COVID Thread


On March 16, cows on a Texas dairy farm began showing symptoms of a mysterious illness now known to be H5N1 bird flu. Their symptoms were nondescript, but their milk production dramatically dropped and turned thick and creamy yellow. The next day, cats on the farm that had consumed some of the raw milk from the sick cows also became ill. While the cows would go on to largely recover, the cats weren't so lucky. They developed depressed mental states, stiff body movements, loss of coordination, circling, copious discharge from their eyes and noses, and blindness. By March 20, over half of the farm's 24 or so cats died from the flu.

The contaminated milk was the most likely source of the cat's fatal infections, the study authors concluded. Although it can't be entirely ruled out that the cats got sick from eating infected wild birds, the milk they drank from the sick cows was brimming with virus particles, and genetic data shows almost exact matches between the cows, their milk, and the cats. "Therefore, our findings suggest cross-species mammal-to-mammal transmission of HPAI H5N1 virus and raise new concerns regarding the potential for virus spread within mammal populations," wrote the authors, who are veterinary researchers from Iowa, Texas, and Kansas.
 
Oh there's a whole sub-culture (no pun intended) who think raw milk is the cat's meow. In fact I think even your own FDA allowed raw milk cheeses with a certain standard for the aging back about 20? years ago. They are most likely now re-visiting those guidelines.

Yes here: https://www.foodsafetynews.com/2011/02/is-the-60-day-rule-still-valid-for-raw-milk-cheese/

When the FDA first enacted the 60-day rule in 1949, no known disease-causing pathogens could survive the acidifying process of aging for more than a portion of the two-month process, and the 60-day time frame was selected to include an additional margin of safety. Half a century later, however, modern studies and illness outbreaks have shown that some harmful pathogens survive in raw-milk cheese for longer than 60 days.

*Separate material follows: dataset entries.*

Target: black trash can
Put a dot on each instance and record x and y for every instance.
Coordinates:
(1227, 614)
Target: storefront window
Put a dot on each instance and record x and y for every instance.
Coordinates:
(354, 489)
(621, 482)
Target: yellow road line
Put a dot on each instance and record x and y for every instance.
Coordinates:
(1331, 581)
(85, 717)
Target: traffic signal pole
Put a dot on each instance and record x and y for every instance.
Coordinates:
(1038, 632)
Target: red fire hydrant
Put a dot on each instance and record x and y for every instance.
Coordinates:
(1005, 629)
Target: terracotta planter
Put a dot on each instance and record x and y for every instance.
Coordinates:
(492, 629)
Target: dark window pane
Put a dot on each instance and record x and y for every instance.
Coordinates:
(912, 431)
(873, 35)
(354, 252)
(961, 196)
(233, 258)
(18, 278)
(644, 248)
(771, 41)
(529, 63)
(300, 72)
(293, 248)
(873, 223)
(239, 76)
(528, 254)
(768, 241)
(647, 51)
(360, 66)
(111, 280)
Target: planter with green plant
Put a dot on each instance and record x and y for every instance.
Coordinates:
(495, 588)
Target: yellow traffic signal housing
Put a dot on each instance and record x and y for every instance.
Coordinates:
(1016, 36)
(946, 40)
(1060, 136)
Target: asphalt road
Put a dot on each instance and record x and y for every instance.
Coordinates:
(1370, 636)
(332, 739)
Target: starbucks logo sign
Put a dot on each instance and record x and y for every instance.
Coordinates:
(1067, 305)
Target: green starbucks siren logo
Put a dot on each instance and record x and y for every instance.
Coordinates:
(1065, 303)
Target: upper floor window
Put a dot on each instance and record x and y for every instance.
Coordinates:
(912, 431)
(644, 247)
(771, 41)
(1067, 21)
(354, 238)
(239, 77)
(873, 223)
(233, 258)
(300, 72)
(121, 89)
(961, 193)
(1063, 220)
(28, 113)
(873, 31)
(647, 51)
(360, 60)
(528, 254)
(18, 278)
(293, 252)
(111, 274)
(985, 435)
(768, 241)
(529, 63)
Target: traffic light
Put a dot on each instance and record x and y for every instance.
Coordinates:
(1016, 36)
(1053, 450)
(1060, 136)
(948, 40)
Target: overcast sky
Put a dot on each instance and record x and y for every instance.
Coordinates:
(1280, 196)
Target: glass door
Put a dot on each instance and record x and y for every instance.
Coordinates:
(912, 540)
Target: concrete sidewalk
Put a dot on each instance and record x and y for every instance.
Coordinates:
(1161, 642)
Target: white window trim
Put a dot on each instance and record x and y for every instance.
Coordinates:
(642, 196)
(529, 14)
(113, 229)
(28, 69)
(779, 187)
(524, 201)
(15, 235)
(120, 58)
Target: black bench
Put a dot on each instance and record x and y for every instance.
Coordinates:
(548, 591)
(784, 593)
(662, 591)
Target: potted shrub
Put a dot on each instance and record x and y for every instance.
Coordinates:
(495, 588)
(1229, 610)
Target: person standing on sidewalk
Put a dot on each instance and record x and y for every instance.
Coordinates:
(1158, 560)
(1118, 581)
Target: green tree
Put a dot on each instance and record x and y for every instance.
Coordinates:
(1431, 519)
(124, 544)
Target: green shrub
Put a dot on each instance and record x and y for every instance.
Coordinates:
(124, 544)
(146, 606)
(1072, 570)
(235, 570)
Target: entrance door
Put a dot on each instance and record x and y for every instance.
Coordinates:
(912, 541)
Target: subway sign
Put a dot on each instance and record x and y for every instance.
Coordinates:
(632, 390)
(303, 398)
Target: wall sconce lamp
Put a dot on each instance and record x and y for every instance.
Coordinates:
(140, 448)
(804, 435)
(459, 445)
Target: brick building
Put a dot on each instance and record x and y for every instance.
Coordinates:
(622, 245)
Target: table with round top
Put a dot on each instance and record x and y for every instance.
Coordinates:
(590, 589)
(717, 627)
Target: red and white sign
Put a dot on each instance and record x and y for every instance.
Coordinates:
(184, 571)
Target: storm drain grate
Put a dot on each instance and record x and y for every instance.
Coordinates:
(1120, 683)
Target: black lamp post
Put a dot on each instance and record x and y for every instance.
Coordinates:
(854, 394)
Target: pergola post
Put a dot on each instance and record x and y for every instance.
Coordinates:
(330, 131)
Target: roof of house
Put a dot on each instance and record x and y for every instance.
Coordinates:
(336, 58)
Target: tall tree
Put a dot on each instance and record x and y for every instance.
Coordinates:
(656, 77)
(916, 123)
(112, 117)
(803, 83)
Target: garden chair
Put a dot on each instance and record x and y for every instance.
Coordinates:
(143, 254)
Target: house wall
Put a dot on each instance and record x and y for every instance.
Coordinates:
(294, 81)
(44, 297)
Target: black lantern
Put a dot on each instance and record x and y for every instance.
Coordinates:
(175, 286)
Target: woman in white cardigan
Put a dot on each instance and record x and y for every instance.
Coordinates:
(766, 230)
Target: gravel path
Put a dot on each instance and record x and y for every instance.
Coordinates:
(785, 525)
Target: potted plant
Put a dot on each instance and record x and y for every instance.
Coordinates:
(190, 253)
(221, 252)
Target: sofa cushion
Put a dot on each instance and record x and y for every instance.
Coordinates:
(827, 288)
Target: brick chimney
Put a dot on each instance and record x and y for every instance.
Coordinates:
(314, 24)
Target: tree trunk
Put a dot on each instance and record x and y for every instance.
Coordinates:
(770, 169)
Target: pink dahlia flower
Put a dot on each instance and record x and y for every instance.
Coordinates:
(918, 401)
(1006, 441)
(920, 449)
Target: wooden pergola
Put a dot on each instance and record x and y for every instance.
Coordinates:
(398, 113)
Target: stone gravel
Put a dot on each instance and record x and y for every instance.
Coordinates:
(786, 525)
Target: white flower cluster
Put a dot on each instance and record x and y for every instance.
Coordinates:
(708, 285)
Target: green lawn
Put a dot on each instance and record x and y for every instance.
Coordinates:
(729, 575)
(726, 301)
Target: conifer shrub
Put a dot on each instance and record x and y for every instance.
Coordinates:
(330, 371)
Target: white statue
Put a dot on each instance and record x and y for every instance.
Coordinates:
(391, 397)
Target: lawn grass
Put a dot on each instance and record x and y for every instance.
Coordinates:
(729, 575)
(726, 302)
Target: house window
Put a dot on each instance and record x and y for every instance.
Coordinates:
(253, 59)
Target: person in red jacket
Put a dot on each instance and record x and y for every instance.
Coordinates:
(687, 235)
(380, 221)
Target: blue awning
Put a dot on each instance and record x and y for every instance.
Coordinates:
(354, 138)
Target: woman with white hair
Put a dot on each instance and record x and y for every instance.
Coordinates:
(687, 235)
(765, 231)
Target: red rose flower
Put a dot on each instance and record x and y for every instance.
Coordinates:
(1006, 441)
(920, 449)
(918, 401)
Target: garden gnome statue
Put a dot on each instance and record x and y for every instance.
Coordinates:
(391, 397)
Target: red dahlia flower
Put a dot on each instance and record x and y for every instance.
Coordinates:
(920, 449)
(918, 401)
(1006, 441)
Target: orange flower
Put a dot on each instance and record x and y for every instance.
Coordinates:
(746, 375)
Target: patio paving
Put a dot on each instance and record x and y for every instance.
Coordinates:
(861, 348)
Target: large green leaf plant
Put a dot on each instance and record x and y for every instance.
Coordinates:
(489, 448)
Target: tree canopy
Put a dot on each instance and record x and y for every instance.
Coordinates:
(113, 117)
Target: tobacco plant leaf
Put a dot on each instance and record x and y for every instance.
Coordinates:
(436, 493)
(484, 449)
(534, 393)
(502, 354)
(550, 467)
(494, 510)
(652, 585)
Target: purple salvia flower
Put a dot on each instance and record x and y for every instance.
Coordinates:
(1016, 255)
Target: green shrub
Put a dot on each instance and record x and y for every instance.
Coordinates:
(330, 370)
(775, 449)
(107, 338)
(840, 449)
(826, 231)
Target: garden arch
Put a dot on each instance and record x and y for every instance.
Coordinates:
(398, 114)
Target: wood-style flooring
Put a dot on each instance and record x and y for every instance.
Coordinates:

And here's a 2017 article about the FDA's sofening stance on soft cheeses (my my this whole thread sounds cheesy)


At face value, blacklisting bacteria from cheese production sounds like a no-brainer. But as any turophile knows, microbes are the source of cheese’s vast diversity of flavors, textures, and smells. Other fermented foods like wine, beer, and bread rely on the same phenomenon. Like DNA, every cheese is unique, expressing different tastes depending on all sorts of variables—the microbes in the air, the breed of the cow, richness of the grass, even the altitude of the farm.

“Cheese is mold, and mold is cheese,” explains Thomas Amorim, a 32 year old certified cheesemonger based in Philadelphia, grinning at his own hyperbole.